Acte contractuel, un avenant emportant modification du marché est susceptible d'être lui-même qualifié de marché public. Cette qualification est avérée lorsque l'avenant a pour objet de confier au titulaire du marché la réalisation de prestations à titre onéreux (3). L'avenant modifiant un marché public soumis à l'ordonnance, conclu par une personne morale de droit public, est par ailleurs un contrat administratif. Par conséquent, l'avenant serait éligible au contrôle du juge du référé contractuel.

De plus, comme évoqué plus haut, un avenant conclu de gré à gré, sans pouvoir être fondé sur l'une des six hypothèses visées à l'article 139 du décret, pourrait constituer une violation des obligations de publicité et de mise en concurrence auxquelles la modification aurait dû être soumise. Cette irrégularité serait dès lors susceptible de léser les opérateurs tiers, ceux-ci étant alors privés de la possibilité de soumissionner.

Encore faudra-t-il que le requérant éventuel agisse dans les temps. L'article R. 551-7 du CJA dispose que le juge peut être saisi au plus tard le trente et unième jour suivant la publication d'un avis d'attribution du contrat. Il n'est pas certain que l'avis dont il est question puisse viser l'avis de modification du marché ou la publication des données essentielles relatives à la modification, quand bien même ces formalités procèdent d'une publicité de la passation d'un avenant, autrement dit, d'un contrat. A défaut, le référé doit être intenté dans les six mois de la date de conclusion de l'avenant.

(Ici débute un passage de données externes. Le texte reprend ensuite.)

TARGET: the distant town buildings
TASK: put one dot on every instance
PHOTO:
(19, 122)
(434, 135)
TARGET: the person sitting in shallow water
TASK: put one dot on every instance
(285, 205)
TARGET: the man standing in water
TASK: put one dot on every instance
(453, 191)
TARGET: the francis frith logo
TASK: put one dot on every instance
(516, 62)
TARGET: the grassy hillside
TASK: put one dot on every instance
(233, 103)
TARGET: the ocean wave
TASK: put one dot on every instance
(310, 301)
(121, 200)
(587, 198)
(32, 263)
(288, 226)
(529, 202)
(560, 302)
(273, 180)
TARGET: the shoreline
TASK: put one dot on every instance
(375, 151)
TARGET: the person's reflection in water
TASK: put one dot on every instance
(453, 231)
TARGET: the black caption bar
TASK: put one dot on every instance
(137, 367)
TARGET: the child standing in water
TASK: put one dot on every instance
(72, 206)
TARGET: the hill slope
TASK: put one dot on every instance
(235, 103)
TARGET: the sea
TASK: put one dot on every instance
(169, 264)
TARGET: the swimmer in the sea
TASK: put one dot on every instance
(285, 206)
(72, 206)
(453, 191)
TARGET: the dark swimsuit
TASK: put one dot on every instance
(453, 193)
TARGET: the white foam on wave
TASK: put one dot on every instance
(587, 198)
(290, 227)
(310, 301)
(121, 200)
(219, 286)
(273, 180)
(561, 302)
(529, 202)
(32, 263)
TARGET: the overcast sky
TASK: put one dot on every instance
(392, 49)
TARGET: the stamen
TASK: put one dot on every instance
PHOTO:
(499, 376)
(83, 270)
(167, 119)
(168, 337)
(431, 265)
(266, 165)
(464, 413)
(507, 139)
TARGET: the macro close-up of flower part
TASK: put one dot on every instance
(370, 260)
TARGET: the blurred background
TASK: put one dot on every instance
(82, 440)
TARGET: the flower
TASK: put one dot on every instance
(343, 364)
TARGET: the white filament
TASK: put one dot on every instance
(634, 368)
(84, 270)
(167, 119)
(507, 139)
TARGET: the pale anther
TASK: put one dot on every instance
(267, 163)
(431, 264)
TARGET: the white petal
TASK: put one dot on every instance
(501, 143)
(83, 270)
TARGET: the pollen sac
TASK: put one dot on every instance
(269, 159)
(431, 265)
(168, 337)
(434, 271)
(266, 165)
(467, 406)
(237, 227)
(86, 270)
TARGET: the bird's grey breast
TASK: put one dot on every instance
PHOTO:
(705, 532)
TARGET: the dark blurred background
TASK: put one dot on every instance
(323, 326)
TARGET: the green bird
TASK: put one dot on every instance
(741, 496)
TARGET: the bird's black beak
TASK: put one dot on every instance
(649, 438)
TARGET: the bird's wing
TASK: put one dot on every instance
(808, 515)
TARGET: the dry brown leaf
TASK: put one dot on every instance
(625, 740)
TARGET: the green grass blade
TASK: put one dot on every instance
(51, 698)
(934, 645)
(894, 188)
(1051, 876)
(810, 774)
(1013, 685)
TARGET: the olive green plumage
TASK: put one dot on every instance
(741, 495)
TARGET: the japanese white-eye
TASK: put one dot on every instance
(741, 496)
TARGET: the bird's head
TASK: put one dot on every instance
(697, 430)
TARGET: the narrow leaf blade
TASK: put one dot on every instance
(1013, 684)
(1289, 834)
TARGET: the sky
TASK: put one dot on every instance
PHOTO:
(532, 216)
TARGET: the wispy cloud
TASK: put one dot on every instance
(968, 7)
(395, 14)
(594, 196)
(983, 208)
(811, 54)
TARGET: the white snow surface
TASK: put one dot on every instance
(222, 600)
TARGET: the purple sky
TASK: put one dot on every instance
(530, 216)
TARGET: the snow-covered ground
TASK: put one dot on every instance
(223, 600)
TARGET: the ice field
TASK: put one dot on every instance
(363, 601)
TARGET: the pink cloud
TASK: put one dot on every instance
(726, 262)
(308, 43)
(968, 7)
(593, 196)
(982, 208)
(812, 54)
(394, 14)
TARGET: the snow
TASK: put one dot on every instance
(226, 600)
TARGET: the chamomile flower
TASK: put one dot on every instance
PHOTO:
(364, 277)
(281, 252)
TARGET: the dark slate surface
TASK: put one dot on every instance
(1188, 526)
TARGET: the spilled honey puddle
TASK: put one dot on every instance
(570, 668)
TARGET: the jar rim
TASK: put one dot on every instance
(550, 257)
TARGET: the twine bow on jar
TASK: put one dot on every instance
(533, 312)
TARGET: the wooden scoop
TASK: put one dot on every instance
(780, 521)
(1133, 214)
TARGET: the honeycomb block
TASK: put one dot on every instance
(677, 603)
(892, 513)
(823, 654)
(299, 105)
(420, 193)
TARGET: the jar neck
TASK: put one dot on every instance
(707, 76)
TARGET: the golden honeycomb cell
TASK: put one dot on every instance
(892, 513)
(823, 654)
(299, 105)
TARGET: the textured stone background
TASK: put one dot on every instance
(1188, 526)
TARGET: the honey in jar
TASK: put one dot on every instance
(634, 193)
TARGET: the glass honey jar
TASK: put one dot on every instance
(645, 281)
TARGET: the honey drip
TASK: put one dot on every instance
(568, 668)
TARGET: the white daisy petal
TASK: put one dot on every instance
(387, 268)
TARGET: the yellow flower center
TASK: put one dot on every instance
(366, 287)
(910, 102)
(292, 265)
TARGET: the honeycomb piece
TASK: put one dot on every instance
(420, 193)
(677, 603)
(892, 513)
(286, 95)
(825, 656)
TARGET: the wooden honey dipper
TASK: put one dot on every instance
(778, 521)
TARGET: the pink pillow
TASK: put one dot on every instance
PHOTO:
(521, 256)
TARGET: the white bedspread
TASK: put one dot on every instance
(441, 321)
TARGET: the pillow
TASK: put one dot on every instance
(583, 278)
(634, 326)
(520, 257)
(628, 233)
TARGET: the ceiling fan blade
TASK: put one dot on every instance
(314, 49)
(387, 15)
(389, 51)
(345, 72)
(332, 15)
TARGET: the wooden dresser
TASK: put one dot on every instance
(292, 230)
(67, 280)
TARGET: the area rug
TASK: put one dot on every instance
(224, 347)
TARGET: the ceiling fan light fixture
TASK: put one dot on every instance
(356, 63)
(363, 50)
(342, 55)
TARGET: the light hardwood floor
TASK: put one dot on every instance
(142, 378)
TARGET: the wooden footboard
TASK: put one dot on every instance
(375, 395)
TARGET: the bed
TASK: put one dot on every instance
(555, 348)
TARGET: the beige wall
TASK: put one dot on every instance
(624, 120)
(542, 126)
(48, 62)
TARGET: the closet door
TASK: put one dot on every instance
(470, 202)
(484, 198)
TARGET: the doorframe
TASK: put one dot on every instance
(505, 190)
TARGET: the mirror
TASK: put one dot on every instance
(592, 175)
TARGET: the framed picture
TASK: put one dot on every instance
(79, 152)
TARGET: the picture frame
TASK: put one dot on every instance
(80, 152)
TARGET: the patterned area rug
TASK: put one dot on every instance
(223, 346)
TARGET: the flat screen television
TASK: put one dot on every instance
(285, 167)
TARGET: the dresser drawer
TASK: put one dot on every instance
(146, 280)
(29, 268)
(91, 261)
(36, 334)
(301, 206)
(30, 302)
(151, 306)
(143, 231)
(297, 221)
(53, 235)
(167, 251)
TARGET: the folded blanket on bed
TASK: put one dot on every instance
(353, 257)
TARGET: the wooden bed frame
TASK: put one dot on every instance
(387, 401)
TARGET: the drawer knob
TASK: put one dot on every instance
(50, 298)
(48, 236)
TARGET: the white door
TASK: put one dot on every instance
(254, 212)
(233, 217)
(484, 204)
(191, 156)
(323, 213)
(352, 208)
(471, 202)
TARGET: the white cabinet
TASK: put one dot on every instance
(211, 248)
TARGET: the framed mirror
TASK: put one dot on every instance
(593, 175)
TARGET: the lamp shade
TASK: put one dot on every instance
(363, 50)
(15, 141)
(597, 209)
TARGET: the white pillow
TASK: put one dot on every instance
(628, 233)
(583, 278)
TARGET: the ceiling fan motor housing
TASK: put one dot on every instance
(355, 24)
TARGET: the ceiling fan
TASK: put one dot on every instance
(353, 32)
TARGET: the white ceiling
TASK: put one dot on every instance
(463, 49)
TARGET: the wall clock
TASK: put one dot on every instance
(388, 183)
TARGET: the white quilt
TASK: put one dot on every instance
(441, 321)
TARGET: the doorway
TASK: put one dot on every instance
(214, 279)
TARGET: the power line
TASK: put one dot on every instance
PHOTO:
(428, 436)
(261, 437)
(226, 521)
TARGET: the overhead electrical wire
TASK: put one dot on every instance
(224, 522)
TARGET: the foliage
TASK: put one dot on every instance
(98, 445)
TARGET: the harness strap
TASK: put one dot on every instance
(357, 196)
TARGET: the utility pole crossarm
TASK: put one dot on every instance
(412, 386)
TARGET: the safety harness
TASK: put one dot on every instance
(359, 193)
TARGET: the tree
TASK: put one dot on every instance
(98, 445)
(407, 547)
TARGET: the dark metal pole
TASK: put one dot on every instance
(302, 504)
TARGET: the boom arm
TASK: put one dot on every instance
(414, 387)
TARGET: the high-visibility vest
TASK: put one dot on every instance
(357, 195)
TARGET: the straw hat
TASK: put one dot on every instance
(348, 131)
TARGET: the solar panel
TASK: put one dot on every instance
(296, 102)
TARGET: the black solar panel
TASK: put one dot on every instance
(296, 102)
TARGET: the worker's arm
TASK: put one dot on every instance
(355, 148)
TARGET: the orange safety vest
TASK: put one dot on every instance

Le juge ainsi saisi disposera de pouvoirs étendus. Le risque qu'il prononce la nullité de l'avenant est loin d'être théorique. En effet, l'article L. 551-18 du CJA l'invite à prendre cette décision « lorsqu'aucune des mesures de publicité requise pour [la passation du contrat] n'a été prise, ou lorsqu'a été omise une publication au JOUE dans le cas où une telle publication est prescrite ». Ce qui, en pratique, devrait être systématiquement constaté dès lors qu'un avenant est d'un montant supérieur à 25 000 euros HT.

L'ouverture du recours en contestation de la validité du contrat. Autre voie contentieuse possible, le recours « Tarn-et-Garonne ». Sa recevabilité à l'encontre d'une modification opérée contractuellement par avenant ne semble guère prêter à discussion (4). Sous l'empire du Code des marchés publics (aujour d'hui abrogé), le juge avait posé comme condition de recevabilité d'un tel recours que l'avenant puisse être regardé comme un nouveau contrat, ce qui supposait qu'une modification substantielle du marché ou un bouleversement de son économie initiale soit établi (5).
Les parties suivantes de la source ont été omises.